As well, the industry employs 168,000 people and directly pays 82 billion pounds ($99 billion) into British state coffers. This could amount to an even harder hit to the U.K. versus counterpart losses on the continent should any deal that introduces tariffs come into effect.
Manufacturers in the U.K. are already reducing production, with some moving it elsewhere. Earlier in the year, BMW warned it might shift production of its Mini cars and engines out of the U.K. Some companies, which are at once based on the contintent but also support a significant British unit, will likely be hit twice. Therefore, the industry has been consistent and united—"a ‘no deal’ Brexit would have a devastating impact on the sector and the hundreds of thousands of jobs it supports,” the Society of Motor Manufacturers and Traders (SMMT) said in July on its website.

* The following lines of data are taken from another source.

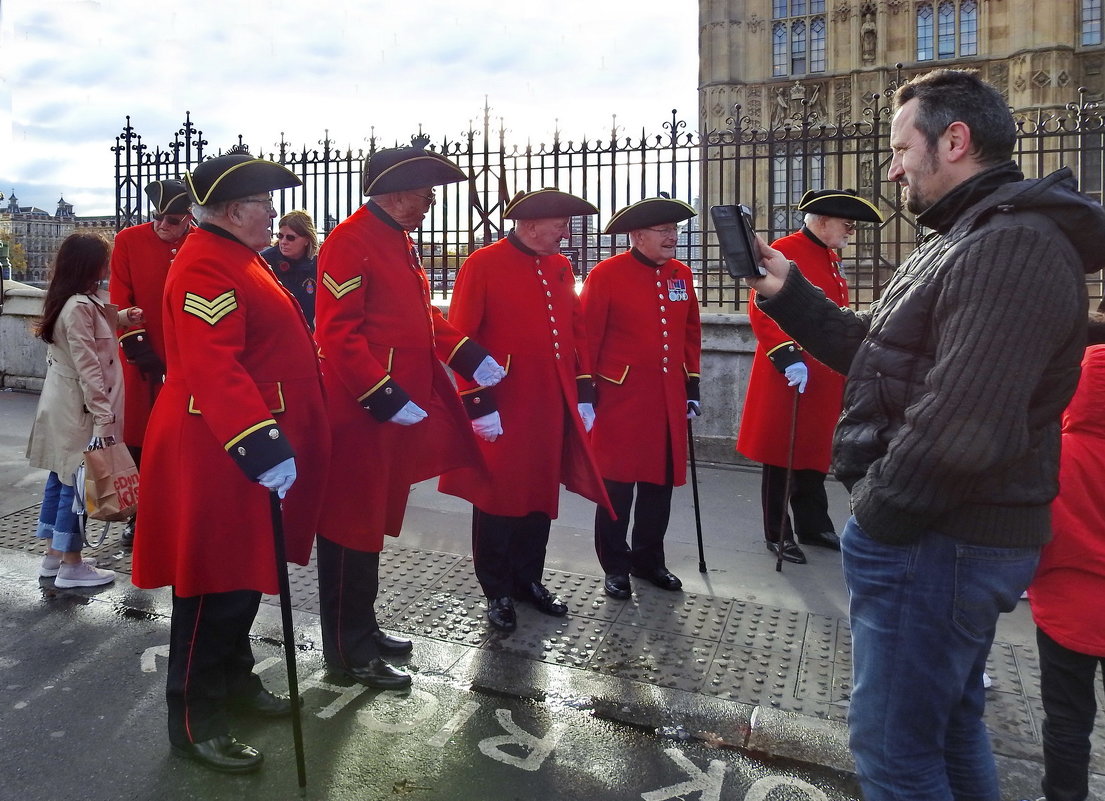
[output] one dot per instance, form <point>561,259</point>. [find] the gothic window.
<point>798,37</point>
<point>1091,21</point>
<point>947,31</point>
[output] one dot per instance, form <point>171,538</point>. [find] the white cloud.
<point>73,70</point>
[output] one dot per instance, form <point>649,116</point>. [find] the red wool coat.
<point>645,343</point>
<point>242,393</point>
<point>139,265</point>
<point>1070,582</point>
<point>765,422</point>
<point>382,343</point>
<point>524,309</point>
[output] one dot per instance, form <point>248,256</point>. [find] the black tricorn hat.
<point>169,197</point>
<point>650,211</point>
<point>546,203</point>
<point>839,202</point>
<point>400,169</point>
<point>237,175</point>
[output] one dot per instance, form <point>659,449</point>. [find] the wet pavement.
<point>738,682</point>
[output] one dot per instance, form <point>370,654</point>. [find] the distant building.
<point>41,233</point>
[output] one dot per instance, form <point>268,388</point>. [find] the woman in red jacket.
<point>1070,583</point>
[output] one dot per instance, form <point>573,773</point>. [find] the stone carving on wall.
<point>869,37</point>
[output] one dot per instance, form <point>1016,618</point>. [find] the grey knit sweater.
<point>957,377</point>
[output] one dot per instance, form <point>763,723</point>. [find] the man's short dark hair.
<point>945,96</point>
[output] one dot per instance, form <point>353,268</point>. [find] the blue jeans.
<point>56,520</point>
<point>923,620</point>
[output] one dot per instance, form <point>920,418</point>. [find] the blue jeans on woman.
<point>56,520</point>
<point>923,619</point>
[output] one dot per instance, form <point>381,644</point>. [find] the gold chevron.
<point>211,311</point>
<point>340,290</point>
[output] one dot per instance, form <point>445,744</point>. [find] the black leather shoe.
<point>823,539</point>
<point>790,551</point>
<point>661,577</point>
<point>501,613</point>
<point>392,645</point>
<point>618,586</point>
<point>377,674</point>
<point>544,600</point>
<point>223,754</point>
<point>263,704</point>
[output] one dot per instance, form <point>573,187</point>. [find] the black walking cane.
<point>786,492</point>
<point>285,613</point>
<point>694,492</point>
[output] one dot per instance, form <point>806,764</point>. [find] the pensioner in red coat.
<point>243,392</point>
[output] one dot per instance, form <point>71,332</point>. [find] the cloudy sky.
<point>71,71</point>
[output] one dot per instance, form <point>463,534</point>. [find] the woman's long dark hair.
<point>76,270</point>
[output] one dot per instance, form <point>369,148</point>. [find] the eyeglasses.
<point>266,201</point>
<point>171,219</point>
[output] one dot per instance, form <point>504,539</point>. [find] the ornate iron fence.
<point>766,169</point>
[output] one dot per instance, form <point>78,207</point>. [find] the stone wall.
<point>22,355</point>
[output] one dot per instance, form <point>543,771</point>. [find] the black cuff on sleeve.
<point>693,389</point>
<point>466,357</point>
<point>786,355</point>
<point>260,448</point>
<point>383,401</point>
<point>479,402</point>
<point>585,389</point>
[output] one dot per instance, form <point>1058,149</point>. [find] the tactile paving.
<point>656,657</point>
<point>684,613</point>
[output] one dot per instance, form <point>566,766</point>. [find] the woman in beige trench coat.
<point>81,404</point>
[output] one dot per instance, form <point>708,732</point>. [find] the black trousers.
<point>348,583</point>
<point>808,503</point>
<point>210,662</point>
<point>1066,687</point>
<point>651,514</point>
<point>508,552</point>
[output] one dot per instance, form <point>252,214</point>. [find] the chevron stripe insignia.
<point>211,311</point>
<point>340,291</point>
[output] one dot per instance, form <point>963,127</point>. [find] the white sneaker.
<point>52,564</point>
<point>82,576</point>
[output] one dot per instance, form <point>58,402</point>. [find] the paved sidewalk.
<point>745,656</point>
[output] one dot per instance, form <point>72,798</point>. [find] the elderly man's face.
<point>169,228</point>
<point>656,243</point>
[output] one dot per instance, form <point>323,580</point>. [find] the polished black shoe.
<point>223,754</point>
<point>661,577</point>
<point>790,551</point>
<point>823,539</point>
<point>501,613</point>
<point>617,586</point>
<point>263,704</point>
<point>544,600</point>
<point>391,645</point>
<point>377,674</point>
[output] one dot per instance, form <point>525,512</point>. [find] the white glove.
<point>488,428</point>
<point>409,414</point>
<point>279,478</point>
<point>797,376</point>
<point>488,373</point>
<point>587,414</point>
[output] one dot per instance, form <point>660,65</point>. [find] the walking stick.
<point>786,492</point>
<point>694,492</point>
<point>285,613</point>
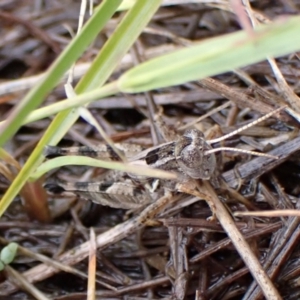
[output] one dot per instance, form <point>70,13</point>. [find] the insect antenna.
<point>208,152</point>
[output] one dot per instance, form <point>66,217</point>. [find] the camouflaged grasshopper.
<point>188,155</point>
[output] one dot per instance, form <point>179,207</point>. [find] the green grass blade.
<point>107,60</point>
<point>214,56</point>
<point>62,64</point>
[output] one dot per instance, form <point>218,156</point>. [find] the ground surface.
<point>184,256</point>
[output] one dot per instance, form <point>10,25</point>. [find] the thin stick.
<point>224,137</point>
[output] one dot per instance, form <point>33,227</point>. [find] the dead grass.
<point>184,255</point>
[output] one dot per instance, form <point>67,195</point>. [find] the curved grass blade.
<point>214,56</point>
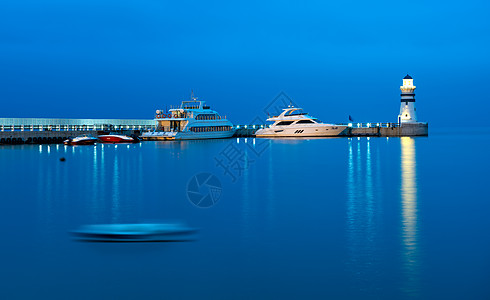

Another large industry that’s bound to suffer is aviation. The EU passed rules earlier this year as the original Mar. 29 Brexit deadline loomed, allowing the continuation of flights between the U.K. and EU destinations until March 2020. Britain reciprocated.
While that means flights won’t be grounded, the temporary arrangement only applies point-to-point, meaning airlines, such as British Airways parent, International Airlines Group (LON:ICAG), EasyJet (LON:EZJ) and Ryanair (LON:RYA), won’t be able to fly on within the EU or take new passengers from EU airports to outside destinations.
“The increased likelihood of a no-deal Brexit at the end of October would damage Ryanair’s bases in the U.K. and Ireland,” Ryanair chief executive Michael O’Leary said in a video message earlier in August as he unveiled plans to cut staff and aircraft, not purely for reasons related to Brexit.
Under a no deal scenario, Britain’s financial services companies would lose their “passporting rights” that allow them to operate anywhere within the single market.
Banks, including Barclays (LON:BARC), HSBC (LON:HSBA) and RBS (LON:RBS), are thought to be better prepared than non-financial companies since they were in regulators’ crosshairs for fear of significant disruption they could cause to the financial system.
Even so, “the substantial amount” of planning for a disorderly Brexit hasn’t offset the serious issues the sector still faces, Michael Cole-Fontayn, the chair of the Association for Financial Markets in Europe, reportedly warned last month at a conference.
Deutsche Bank chief executive Christian Sewing said in January his bank is well prepared for all Brexit scenarios, including a no-deal, Reuters reported. A disorderly Brexit would push Britain into recession for at least two years. It would also shave a half percentage point off economic output in the rest of the EU, Sewing said according to the report.
"The distortions would be too great for trade, financing conditions and investor confidence."
In the event of Britain crashing out of the EU, some temporary rules will apply, to ensure that financial transactions can continue. Clearing houses will have temporary access until March 2020 and central securities depositories will be able to settle trades for 18 months.
The lobby group has urged regulators to provide extensions for more certainty. The European Securities Markets Authority is worried about how share trading will be carried out in a no-deal scenario and called on its U.K. counterpart to immediately set out plans.